Pets in the Passenger Terminal Building
As a general rule, the only animals allowed in the Passenger Terminal Building are guide dogs and service dogs. However, small animals are allowed under the proviso that they are kept in a cage at all times and do not annoy other customers.
– Pets on-board aircraft
Please see the Ministry of Agriculture, Forestry, and Fisheries Animal Quarantine Service for information regarding transporting pets overseas. Please consult your airline regarding the relevant procedures for sending pets. Ask your airline directly about sending pets within Japan.
What provisions are made for the visually-impaired?
Braille blocks lead from train platforms and bus stops to the central information counter on each floor. The staff at the information counter will be happy to guide you to the check-in counter for your airline. Airline staff will guide you onto your aircraft from the check-in counter.

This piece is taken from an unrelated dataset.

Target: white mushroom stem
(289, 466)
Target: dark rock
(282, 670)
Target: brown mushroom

When arriving Braille blocks will also guide you to the central information counter and to the bus stops and airport station. Staff will also guide you from the information counter to the bus stops, airport station or car park.
I’m driving to KIX. Is it possible to drop off a wheelchair close to the entrance of the Passenger Terminal Building?
There are wheelchair ramps for disabled customers on the International Arrivals (1st floor) and International Departures (4th floor) of the Teminal 1 Builing in both the ordinary traffic and taxi lanes.
There is an interphone at the drop-off area on the 4th floor that connects to the Central Information Counter on the same floor. Feel free to call the Information Counter staff if you would like to rent a wheelchair or require assistance.
The Information Centers in the Passenger Terminal 1 and 2 Buildings and the Information Counters on every floor issue discounted parking coupons for disabled customers. Remember to bring your Disabled Persons Pass Book (Shintai-shogaisha Techo) and original parking slip to receive parking coupons.
What number do I call for the lost and found desk?
The place where you should inquire about lost property will differ according to where the item in question was lost. Call Kansai International Airport Information (Ph:+81(0)72-455-2500) for general inquiries regarding lost items. If you are at the airport, either ask at the Information Center on the North side of the 2nd floor or any of the Information Counters on each floor of the Passenger Terminal 1 Building, or at the Information Center in the center of the Passenger Terminal 2 Building.
If you have lost an item outside the area that Kansai Airports is responsible for, we may not be able to assist you directly. However we can provide you with contact information for the relevant authorities.